Though acknowledging that relievers can become injured, overused and ineffective, so many other National League contenders are noticeably turning this offseason into a bullpen race:

• Keller won’t have to be the closer because the Phillies made the type of larger deal the Cubs avoided at summer’s trade deadline, acquiring Jhoan Duran from the Minnesota Twins.

• Devin Williams (three years, $51 million) and Luke Weaver (two years, $22 million) left the New York Yankees as free agents and will team up again on the New York Mets as part of a larger plan to replace All-Star closer Edwin Díaz, change the team’s identity and redistribute resources.

• Díaz joined baseball’s modern dynasty, signing a three-year, $69 million contract that underlined again how the Los Angeles Dodgers have a seemingly unlimited budget.

• Robert Suarez accepted a three-year, $45 million offer from the Atlanta Braves to be a setup man for closer Raisel Iglesias, who’s returning on a one-year, $16 million deal, to form a potentially elite bullpen.

• Emilio Pagán re-signed with the Cincinnati Reds on a two-year, $20 million contract after the Cubs showed some late interest in the 34-year-old closer, helping support a strong rotation.

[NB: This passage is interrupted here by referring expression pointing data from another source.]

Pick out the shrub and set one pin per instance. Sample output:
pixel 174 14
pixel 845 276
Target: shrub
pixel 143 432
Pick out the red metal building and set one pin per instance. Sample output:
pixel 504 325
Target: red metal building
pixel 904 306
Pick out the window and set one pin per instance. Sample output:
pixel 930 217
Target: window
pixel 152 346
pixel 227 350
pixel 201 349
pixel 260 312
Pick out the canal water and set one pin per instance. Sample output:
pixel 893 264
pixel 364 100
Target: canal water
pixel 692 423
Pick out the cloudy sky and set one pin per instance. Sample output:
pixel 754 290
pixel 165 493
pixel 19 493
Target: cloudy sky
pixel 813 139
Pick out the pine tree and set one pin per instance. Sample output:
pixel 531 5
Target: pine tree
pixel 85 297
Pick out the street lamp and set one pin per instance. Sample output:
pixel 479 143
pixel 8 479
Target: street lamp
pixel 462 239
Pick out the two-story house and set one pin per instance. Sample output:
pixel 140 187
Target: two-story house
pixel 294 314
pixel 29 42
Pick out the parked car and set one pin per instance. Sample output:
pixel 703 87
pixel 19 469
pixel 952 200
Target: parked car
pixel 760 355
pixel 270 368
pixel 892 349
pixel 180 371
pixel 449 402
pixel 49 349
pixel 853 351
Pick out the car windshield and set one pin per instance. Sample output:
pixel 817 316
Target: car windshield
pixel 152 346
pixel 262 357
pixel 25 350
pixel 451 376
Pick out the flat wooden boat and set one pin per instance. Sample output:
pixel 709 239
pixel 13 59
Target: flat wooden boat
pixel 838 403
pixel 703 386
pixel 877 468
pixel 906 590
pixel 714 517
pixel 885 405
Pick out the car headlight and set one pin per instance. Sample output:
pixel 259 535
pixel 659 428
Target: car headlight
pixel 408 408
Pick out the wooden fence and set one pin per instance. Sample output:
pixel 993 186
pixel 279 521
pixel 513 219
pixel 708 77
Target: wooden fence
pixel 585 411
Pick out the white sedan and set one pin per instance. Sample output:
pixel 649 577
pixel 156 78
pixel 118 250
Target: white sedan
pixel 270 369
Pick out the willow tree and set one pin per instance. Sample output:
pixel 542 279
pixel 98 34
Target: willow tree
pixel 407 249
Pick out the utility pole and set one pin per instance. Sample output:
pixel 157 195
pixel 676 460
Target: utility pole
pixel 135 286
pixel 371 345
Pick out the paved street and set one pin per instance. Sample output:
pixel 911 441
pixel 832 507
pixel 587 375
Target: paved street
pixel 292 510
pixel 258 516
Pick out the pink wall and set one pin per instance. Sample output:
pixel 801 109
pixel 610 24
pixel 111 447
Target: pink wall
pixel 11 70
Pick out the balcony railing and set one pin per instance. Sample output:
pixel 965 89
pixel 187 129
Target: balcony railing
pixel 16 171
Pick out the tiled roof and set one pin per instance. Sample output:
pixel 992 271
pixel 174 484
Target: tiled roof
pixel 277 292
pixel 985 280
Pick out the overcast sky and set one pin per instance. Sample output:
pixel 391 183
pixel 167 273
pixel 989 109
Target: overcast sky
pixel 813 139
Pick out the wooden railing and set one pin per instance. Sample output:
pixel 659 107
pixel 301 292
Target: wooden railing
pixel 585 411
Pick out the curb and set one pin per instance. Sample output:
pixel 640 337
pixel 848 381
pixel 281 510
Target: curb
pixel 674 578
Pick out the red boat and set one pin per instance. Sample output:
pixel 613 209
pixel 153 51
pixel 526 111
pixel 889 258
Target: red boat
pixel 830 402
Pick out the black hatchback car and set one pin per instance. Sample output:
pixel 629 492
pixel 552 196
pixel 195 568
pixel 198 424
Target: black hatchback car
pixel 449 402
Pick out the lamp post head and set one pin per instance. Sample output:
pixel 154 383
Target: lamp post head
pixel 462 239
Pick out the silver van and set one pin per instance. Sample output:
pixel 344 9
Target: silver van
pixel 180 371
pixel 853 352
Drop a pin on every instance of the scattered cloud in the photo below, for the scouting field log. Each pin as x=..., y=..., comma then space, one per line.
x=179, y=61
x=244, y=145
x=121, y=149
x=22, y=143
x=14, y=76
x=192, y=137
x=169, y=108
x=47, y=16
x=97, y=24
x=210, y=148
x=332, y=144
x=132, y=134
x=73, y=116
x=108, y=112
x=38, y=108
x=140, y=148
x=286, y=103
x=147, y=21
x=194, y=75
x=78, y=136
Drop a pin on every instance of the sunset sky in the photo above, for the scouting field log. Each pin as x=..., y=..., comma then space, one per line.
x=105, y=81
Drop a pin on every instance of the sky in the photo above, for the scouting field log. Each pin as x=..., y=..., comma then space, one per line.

• Phil Maton’s $14.5 million guarantee is outside the norm for the Cubs, but it ranks 12th in terms of overall dollar amount among free-agent relievers who’ve reached agreements this offseason, according to MLB Trade Rumors’ database, which places Maton’s deal at No. 15 for average annual value.

Clearly, the Cubs still have room to add. But with Maton, Thielbar, lefty reliever Hoby Milner and closer Daniel Palencia — plus Gold Glove defenders all over the field — the club has the makings of an effective bullpen already.

To cover more than 1,400 innings, the Cubs can use Colin Rea and Javier Assad as swingmen, assuming Chicago signs another starting pitcher, and Cade Horton, Matthew Boyd, Shota Imanaga and Jameson Taillon are healthy at the start of the season. Justin Steele, a one-time All-Star and Cy Young Award contender, will be waiting in the wings as he fully recovers from elbow surgery.

The Cubs aren’t necessarily banking on Porter Hodge saving games again, or Ben Brown converting into a dominant reliever with his swing-and-miss stuff, but they can be open to the possibility both young pitchers could surprise and repeat what they’ve shown in flashes.

As manager Craig Counsell likes to say, there will be a pitcher somewhere on a field in Arizona whom no one is talking about in spring training, and he will wind up pitching in big moments at Wrigley Field.

“What we thought about our bullpen going into the season,” Counsell said, “we were wrong.”

It happens. But this is not a coaching staff or a front office that tends to overreact.

“We ended up pitching pretty well,” Counsell said. “Maybe it wasn’t the guys that we expected to do it. It just shows (you) get a bunch of good arms and kind of see what happens, and have enough abilities to pivot when you have to during the season.”